Petković Miro, Vujović Igor, Kaštelan Nediljko, Šoda Joško
Faculty of Maritime Studies, University of Split, Ruđera Boškovića 37, 21000 Split, Croatia.
Sensors (Basel). 2023 Jul 28;23(15):6777. doi: 10.3390/s23156777.
Monitoring and counting maritime traffic is important for efficient port operations and comprehensive maritime research. However, conventional systems such as the Automatic Identification System (AIS) and Vessel Traffic Services (VTS) often do not provide comprehensive data, especially for the diverse maritime traffic in Mediterranean ports. The paper proposes a real-time vessel counting system using land-based cameras is proposed for maritime traffic monitoring in ports, such as the Port of Split, Croatia. The system consists of a YOLOv4 Convolutional Neural Network (NN), trained and validated on the new SPSCD dataset, that classifies the vessels into 12 categories. Further, the Kalman tracker with Hungarian Assignment (HA) algorithm is used as a multi-target tracker. A stability assessment is proposed to complement the tracking algorithm to reduce false positives by unwanted objects (non-vessels). The evaluation results show that the system has an average counting accuracy of 97.76% and an average processing speed of 31.78 frames per second, highlighting its speed, robustness, and effectiveness. In addition, the proposed system captured 386% more maritime traffic data than conventional AIS systems, highlighting its immense potential for supporting comprehensive maritime research.
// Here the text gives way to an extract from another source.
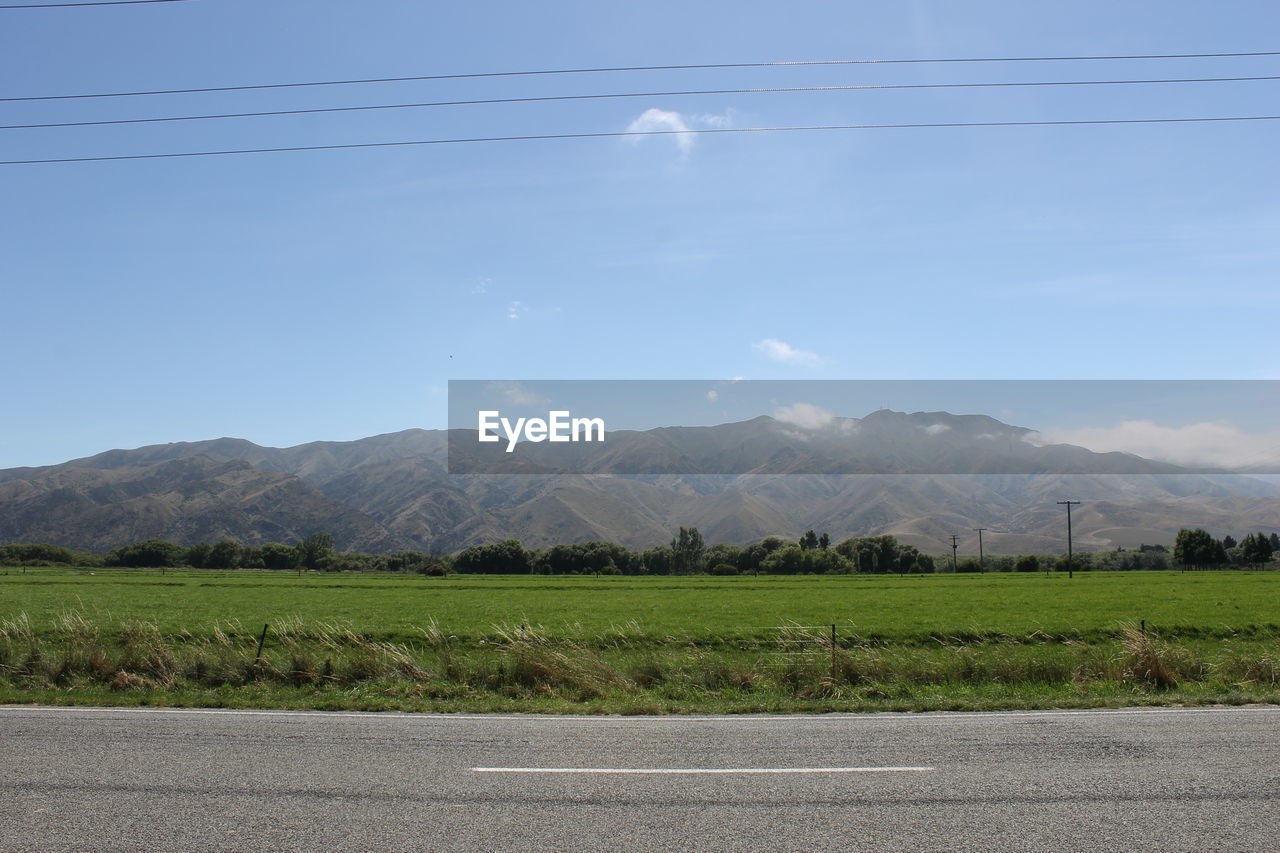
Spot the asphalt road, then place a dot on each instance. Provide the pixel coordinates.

监测和统计海上交通对高效港口运营和全面的海洋研究至关重要。然而,诸如自动识别系统(AIS)和船舶交通服务(VTS)等传统系统往往无法提供全面的数据,尤其是对于地中海港口多样化的海上交通。本文提出了一种使用陆基摄像头的实时船舶计数系统,用于克罗地亚斯普利特港等港口的海上交通监测。该系统由一个在新的SPSCD数据集上进行训练和验证的YOLOv4卷积神经网络(NN)组成,该网络将船舶分为12类。此外,采用带有匈牙利分配(HA)算法的卡尔曼跟踪器作为多目标跟踪器。提出了一种稳定性评估方法来补充跟踪算法,以减少由不需要的物体(非船舶)产生的误报。评估结果表明,该系统的平均计数准确率为97.76%,平均处理速度为每秒31.78帧,突出了其速度、鲁棒性和有效性。此外,所提出的系统比传统AIS系统捕获的海上交通数据多386%,突出了其在支持全面海洋研究方面的巨大潜力。